I think I got mine at Kroger. It was with the laundry supplies, probably top shelf where they hide the unusual stuff. 

The kind I have is called Mrs. Stewart's (concentrated liquid bluing).


----------



## Texasdirtdigger (Jan 17, 2010)

I saw some bluing at a local hardware -feed store just last week. It was Mrs. Stewart's brand.

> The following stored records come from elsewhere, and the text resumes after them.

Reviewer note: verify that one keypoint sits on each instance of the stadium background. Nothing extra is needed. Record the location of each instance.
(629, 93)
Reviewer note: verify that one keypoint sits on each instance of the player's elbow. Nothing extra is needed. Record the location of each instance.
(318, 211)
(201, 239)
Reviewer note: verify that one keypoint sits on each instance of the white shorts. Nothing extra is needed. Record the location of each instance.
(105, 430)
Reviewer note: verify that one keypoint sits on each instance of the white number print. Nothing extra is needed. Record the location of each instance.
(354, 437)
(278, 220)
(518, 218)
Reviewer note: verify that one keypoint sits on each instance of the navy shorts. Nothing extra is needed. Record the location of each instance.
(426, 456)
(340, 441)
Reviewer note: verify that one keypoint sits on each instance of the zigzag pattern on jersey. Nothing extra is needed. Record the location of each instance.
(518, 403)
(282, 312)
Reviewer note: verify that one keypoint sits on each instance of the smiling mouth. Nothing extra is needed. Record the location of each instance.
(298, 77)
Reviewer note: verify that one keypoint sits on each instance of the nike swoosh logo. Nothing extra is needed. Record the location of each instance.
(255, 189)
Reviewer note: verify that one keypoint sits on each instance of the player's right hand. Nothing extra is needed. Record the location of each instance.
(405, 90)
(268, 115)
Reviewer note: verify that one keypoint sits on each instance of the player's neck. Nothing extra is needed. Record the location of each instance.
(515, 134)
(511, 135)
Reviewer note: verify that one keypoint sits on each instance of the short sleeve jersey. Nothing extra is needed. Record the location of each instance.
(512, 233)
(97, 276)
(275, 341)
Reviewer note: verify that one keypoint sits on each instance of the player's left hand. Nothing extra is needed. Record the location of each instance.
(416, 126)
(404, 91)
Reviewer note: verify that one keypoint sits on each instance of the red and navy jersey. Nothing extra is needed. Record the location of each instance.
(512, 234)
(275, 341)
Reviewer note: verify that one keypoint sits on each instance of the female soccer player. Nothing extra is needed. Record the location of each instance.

Ok... I have a question... does any one know where to find powdered laundry starch
I cannot find it anywhere. 

I had several boxes stocked up... but I'm down to the bottom!


----------



## ginnie5 (Jul 15, 2003)

I went online and Mrs Stewarts doesn't show a store online anywhere near me.....Will check some more groceries and hardware stores though.


----------



## Tatorbug (May 14, 2007)

Menards has it as does Fleet Farm and our local hardware store, Hardware Hank here in WI. Good Luck!


----------



## FreightTrain (Nov 5, 2005)

any local gun shop should have what your after


----------



## Callieslamb (Feb 27, 2007)

sometimes they keep in near the dyes.


----------



## arabian knight (Dec 19, 2005)

Google .com can be a persons best friend.
* Where can you buy laundry blue?*
Suppliers of bluing, dolly blue, and other blue-tinted washing whiteners
>>>> main article on laundry blue and bluing
Thank you to everyone who's asked about suppliers of laundry bluing. This list of sources of various kinds of washing blue - liquid, solid, or powder - online should help. If you have any other suggestions, do let us know.
Please read any instructions on the product carefully. Remember both powder and solid lumps may cause blue smears or specks if used incorrectly. All kinds, including liquid, need to be used at the right concentration.
Solid blue always used to be tied in cloth, or put in a bag, and mixed into rinse water by hand; traditional advice says the rinse water should look "sky blue" and the blue bag should be made of thick flannel. It isn't suitable for front-loading washing machines, and you would have to invent your own way of using it in a top-loader.
USA
Liquid bluing is quite easy to buy in the US.
*Mrs Stewart's bluing - on sale at Wal-Mart, also stocked by other stores selling laundry product*s, and online ordering
Bluette - The website used to say it was "sold in the detergent or bleach aisle of most supermarkets and many smaller grocery retailers in the New York area. It is not widely distributed outside of the Northeast" - but that page is no longer there. (May 2009)
If you want solid laundry blue try eBay, where Reckitt's blue is often available. (Although it's sold for magical rituals not laundry, it is the same stuff!)
Canada
Hope some of the US or European ideas will work for you.
UK
Solid cubes of Reckitt's blue sold by the Carbolic Soap Company - also eBay, as above under "USA".
Liquid bluing can be ordered from the USA via Amazon - check the shipping charges.
Powder blue from Ossiversand - see link under "Germany and other European countries".
You may find Robin liquid or powder blue in shops with a lot of supplies imported from the Indian subcontinent.
http://www.oldandinteresting.com/buy-laundry-blue.aspx


----------